Некоторые могут утверждать, что переход прошел так гладко потому, что наши опасения и тревоги были во многом преувеличены, и что воплощение могло пройти намного быстрее. Я всегда считал, что воплощение прошло со столь небольшим числом инцидентов и проблем из-за планирования и подготовки, ему предшествовавших.

Война изнутри (продолжение)

С сержантом морской пехоты Тимоти Брауном в Военном медицинском центре им. Уолтера Рида.

С сержантом морской пехоты Тимоти Брауном в Военном медицинском центре им. Уолтера Рида. Со временем эти визиты стали для меня труднее, поскольку я понимал, что отправил этих парней на путь страданий.

В 2010 году проблемой оставалось обеспечение ведущих бои войск тем, что им было необходимо. В Афганистане бронемашины (MRAP) начали поступать в начале года, что обеспечивало намного лучшую — и столь необходимую — защиту солдат при передвижении. Мы добились существенного прогресса, получив больше самолётов и беспилотников на театре действий для разведки, наблюдения и рекогносцировки. Но поскольку стратегия изменилась с акцентом на защиту афганцев, всё больше солдат передвигались по вражеской территории пешком. Увеличилось число жертв от самодельных взрывных устройств, и раны становились более тяжёлыми. Когда солдат наступал на самодельное взрывное устройство, слишком часто в результате отрывало ноги и руки с взрывными травмами паха, таза и живота. Грязь и осколки попадали в эти раны, что ещё более усложняло лечение. Благодаря улучшениям во времени медицинской эвакуации и полевой медицины большая часть тех, кто получил столь ужасные раны, выжили и столкнутся с годами операций и реабилитации, годами борьбы и боли.

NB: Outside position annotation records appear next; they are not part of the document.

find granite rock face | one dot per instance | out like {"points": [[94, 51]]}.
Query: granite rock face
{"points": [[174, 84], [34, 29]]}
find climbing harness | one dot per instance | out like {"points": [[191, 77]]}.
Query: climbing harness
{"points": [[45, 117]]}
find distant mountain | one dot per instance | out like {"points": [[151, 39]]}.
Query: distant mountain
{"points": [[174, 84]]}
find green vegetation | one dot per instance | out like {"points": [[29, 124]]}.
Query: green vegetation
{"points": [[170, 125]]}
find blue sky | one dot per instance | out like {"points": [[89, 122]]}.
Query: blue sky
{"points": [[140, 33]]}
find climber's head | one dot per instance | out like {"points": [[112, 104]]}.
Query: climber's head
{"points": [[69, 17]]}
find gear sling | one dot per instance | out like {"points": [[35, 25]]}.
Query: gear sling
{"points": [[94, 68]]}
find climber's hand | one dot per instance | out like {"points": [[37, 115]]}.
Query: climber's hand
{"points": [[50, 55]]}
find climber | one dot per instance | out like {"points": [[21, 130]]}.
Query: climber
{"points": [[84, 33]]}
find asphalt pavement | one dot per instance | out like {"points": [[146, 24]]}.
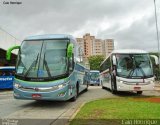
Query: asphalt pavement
{"points": [[30, 112]]}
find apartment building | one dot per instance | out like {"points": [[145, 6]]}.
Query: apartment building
{"points": [[92, 46]]}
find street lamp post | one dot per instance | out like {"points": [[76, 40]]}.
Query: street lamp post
{"points": [[157, 34]]}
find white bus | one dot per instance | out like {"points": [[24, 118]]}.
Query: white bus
{"points": [[127, 70]]}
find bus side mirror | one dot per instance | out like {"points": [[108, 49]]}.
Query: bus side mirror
{"points": [[8, 54], [156, 59], [114, 60], [70, 50]]}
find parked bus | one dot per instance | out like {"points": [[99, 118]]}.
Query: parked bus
{"points": [[127, 70], [7, 77], [94, 77], [49, 67]]}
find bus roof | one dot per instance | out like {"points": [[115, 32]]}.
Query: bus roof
{"points": [[126, 51], [7, 67], [50, 36]]}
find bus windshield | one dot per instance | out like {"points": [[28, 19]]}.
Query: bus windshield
{"points": [[42, 59], [134, 66], [94, 75]]}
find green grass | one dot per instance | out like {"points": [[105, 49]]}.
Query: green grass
{"points": [[117, 108]]}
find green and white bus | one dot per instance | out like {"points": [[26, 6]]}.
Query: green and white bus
{"points": [[127, 70], [49, 67]]}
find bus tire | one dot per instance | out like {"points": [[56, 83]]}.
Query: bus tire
{"points": [[139, 92], [76, 94], [113, 91]]}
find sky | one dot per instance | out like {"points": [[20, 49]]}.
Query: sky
{"points": [[131, 23]]}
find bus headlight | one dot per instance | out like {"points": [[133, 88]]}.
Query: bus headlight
{"points": [[16, 85]]}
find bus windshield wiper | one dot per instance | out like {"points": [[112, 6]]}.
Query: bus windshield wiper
{"points": [[136, 66], [46, 65], [33, 63]]}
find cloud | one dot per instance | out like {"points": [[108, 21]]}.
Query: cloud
{"points": [[129, 22]]}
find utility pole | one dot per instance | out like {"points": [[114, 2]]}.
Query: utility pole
{"points": [[157, 35]]}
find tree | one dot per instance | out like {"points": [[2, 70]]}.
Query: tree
{"points": [[95, 61]]}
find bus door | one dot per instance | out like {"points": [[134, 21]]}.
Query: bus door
{"points": [[6, 78]]}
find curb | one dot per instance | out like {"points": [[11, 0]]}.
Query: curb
{"points": [[76, 112]]}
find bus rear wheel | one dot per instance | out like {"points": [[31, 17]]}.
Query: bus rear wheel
{"points": [[76, 94], [139, 92]]}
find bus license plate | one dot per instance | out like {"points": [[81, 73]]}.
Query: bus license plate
{"points": [[137, 88], [36, 96]]}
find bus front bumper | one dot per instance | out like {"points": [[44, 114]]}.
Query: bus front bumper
{"points": [[62, 94]]}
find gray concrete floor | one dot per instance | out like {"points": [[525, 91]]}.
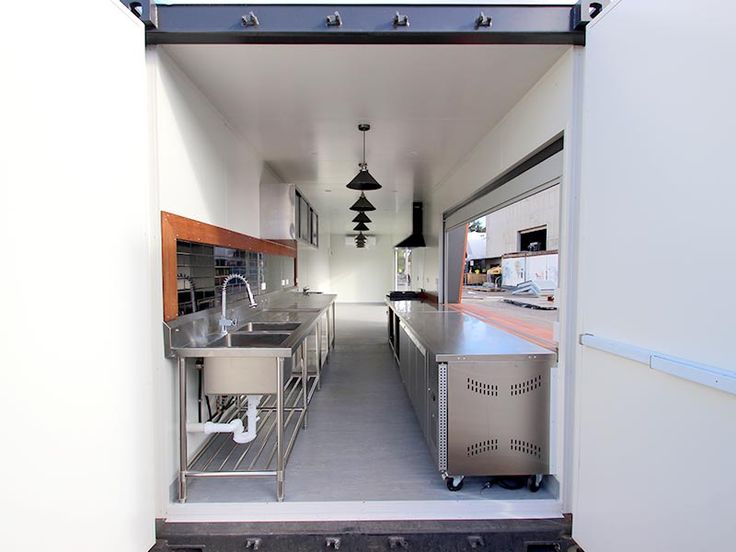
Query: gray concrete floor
{"points": [[363, 442]]}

Ранее я описывал встречу весной 2009-го с первым, у кого были ампутированы четыре конечности Бранданом Марокко, пострадавшим при подрыве СВУ в Ираке. Почти через год я встретил второго такого морпеха, получившего ранения от самодельного взрывного устройства в Афганистане. Марокко, к тому времени получивший протезы рук и ног, был героем для морпеха и примером, давая ему надежду, что он тоже сможет двигаться. Я подписал приказы, направив их обоих в бой, и хотя вид их разрывал мне сердце, их отвага и решимость продолжать жить вызывала во мне трепет.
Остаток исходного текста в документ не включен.